India’s energy need is projected to double to 1,516 Million Tonnes of Oil Equivalent by 2035
from 700.50 Million Tonnes of Oil Equivalent in 2015. Oil PSUs primarily dominate the segment
with almost 85% market share. The PSUs leverage their extensive network and operate on wafer
thin margin. For customer, energy is an essential commodity hence they have little power to
affect the price of fuels. However, India being the world’s fourth-largest energy consumer, the
oil companies have a higher ability to influence price and quality from their suppliers.
 Bargaining Power of Suppliers: It can be evaluated based on the number of suppliers,
accessibility of substitutes for suppliers or vendors of manufacturers, influence of suppliers in
cost and quality and the industry in which supplier is operating. India is highly dependent on
non-renewable resources for energy demand. To meet these demands the companies import
vast quantities of fuel from a relatively small group of nations. Together, these groups of
countries like OPEC determine the prices and quantity of fuel to be produced. Since, we are
highly dependent on these nations, the suppliers have higher negotiation power.

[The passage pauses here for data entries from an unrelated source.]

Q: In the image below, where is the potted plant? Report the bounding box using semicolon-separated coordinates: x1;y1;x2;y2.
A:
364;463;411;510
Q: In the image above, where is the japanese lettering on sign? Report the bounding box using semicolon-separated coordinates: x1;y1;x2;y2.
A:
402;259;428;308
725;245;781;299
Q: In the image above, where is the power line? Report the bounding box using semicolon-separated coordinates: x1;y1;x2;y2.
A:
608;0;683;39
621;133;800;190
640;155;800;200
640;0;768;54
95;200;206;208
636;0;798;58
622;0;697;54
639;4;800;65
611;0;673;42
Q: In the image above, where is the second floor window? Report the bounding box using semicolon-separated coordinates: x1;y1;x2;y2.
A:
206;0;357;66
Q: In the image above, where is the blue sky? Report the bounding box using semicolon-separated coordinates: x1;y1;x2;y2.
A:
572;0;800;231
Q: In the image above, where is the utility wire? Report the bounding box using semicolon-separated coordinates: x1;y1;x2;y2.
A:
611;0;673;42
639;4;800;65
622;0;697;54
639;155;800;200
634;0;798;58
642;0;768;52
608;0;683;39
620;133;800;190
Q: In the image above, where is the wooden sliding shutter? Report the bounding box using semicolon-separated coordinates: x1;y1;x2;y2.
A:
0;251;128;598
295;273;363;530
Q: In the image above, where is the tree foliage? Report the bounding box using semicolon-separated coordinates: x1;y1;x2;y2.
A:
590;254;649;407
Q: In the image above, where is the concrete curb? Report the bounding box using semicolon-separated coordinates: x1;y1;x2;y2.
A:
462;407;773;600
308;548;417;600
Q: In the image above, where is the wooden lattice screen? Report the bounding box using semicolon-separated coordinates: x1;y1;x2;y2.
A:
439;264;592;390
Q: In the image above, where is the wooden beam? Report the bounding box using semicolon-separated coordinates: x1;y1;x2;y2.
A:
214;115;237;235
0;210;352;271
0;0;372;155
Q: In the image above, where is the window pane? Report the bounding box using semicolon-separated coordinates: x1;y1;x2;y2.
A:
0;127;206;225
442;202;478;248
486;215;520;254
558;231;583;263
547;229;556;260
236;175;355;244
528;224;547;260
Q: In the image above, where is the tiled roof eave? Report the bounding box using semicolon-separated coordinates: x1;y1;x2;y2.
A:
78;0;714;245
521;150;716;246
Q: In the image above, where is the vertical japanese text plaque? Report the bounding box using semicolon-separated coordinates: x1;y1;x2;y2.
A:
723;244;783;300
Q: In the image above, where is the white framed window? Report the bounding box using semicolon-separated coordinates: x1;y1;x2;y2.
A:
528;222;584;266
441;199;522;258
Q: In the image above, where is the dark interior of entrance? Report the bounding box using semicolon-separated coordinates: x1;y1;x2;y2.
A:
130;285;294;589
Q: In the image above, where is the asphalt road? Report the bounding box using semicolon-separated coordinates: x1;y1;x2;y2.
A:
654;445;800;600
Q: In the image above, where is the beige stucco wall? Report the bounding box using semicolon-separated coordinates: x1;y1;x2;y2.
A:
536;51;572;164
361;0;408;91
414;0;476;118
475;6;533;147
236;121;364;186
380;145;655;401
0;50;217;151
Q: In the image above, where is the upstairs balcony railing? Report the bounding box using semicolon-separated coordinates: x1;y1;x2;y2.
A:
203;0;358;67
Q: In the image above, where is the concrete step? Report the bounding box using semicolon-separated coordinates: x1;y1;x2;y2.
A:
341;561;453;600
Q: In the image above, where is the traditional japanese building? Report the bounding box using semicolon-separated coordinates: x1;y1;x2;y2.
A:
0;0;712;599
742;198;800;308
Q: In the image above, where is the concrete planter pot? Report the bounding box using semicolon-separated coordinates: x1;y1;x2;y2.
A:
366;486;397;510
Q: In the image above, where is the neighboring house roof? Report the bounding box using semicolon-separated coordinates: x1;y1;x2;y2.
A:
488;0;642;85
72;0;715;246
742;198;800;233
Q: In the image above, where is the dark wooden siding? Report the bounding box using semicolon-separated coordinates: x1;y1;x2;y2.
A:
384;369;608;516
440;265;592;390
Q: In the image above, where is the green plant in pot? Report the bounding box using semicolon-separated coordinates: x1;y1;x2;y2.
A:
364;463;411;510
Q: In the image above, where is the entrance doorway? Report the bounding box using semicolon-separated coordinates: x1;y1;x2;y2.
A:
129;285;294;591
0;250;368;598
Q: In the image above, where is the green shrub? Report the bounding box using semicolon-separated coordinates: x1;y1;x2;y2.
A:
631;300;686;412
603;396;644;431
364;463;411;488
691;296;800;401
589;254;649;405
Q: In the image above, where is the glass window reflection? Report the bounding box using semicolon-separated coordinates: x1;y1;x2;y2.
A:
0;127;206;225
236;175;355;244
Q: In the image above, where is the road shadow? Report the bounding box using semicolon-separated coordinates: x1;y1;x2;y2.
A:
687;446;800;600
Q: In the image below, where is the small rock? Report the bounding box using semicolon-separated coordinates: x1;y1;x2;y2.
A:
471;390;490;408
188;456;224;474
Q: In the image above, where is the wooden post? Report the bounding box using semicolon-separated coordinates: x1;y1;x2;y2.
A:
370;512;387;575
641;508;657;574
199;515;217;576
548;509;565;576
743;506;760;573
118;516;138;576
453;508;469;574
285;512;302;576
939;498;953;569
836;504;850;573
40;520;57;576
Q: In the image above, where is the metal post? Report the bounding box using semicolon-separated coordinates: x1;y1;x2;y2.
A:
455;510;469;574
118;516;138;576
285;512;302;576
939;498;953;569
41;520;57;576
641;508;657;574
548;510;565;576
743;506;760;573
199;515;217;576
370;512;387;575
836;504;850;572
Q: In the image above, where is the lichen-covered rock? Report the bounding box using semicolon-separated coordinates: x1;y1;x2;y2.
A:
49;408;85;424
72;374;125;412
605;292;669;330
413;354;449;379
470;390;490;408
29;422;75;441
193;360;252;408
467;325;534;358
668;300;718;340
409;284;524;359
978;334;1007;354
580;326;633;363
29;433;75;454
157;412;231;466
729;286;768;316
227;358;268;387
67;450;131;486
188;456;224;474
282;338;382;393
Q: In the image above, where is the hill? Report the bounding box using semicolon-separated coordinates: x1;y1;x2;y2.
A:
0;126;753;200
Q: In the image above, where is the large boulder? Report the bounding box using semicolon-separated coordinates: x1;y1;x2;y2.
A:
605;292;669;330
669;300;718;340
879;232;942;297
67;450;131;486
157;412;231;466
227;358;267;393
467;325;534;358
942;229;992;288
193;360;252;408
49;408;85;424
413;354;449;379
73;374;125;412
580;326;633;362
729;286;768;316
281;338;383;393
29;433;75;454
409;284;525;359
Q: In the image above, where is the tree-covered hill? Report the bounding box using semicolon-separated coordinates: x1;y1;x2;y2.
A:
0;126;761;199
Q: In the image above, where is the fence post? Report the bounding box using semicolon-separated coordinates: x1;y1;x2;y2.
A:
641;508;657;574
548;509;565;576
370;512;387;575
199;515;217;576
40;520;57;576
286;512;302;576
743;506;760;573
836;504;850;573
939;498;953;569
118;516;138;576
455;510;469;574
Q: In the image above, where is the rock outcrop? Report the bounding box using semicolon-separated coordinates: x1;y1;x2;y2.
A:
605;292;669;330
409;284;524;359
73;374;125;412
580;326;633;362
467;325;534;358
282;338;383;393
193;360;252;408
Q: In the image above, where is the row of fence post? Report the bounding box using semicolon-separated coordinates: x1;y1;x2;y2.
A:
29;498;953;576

 Rivalry among Existing Competitors: Industry rivalry among existing competitors can be
assessed by the number of competitors, product differentiation, industry growth rate,
substitution costs involved and the strategic stakes of the producers· A relatively small number
of players control the Indian Oil & Gas segment. Since the margins are lower, these players are
highly competitive.
 Threat of Substitutes Products: There is growing concern over the global warming and we are
one of the largest consumers of crude oil contribute significantly to it. Some Nordic countries
have shifted to complete EV setup. Similarly, India is trying to leverage renewable resources due
to its strategic location. Hence the threat of substitution is high.
 Threat of New Entrants: The new entrants bring new capability and a yearning to gain market
share which adds pressure on current prices, costs, and the investment rate needed to compete
in an industry. The extent of present entry barriers determines the threat of entry. The entry
barriers comprise the factors like Economies of Scale, Brand uniqueness, Product Distinction,
customer Switch Over Costs, Capital requirement; access to technology, raw material and
distribution channels; and Government policies. Oil & Gas is highly capital and infrastructure
intensive business. The significant players today in India are PSUs who have developed
infrastructure over the years. Hence the threat of new entrant is low.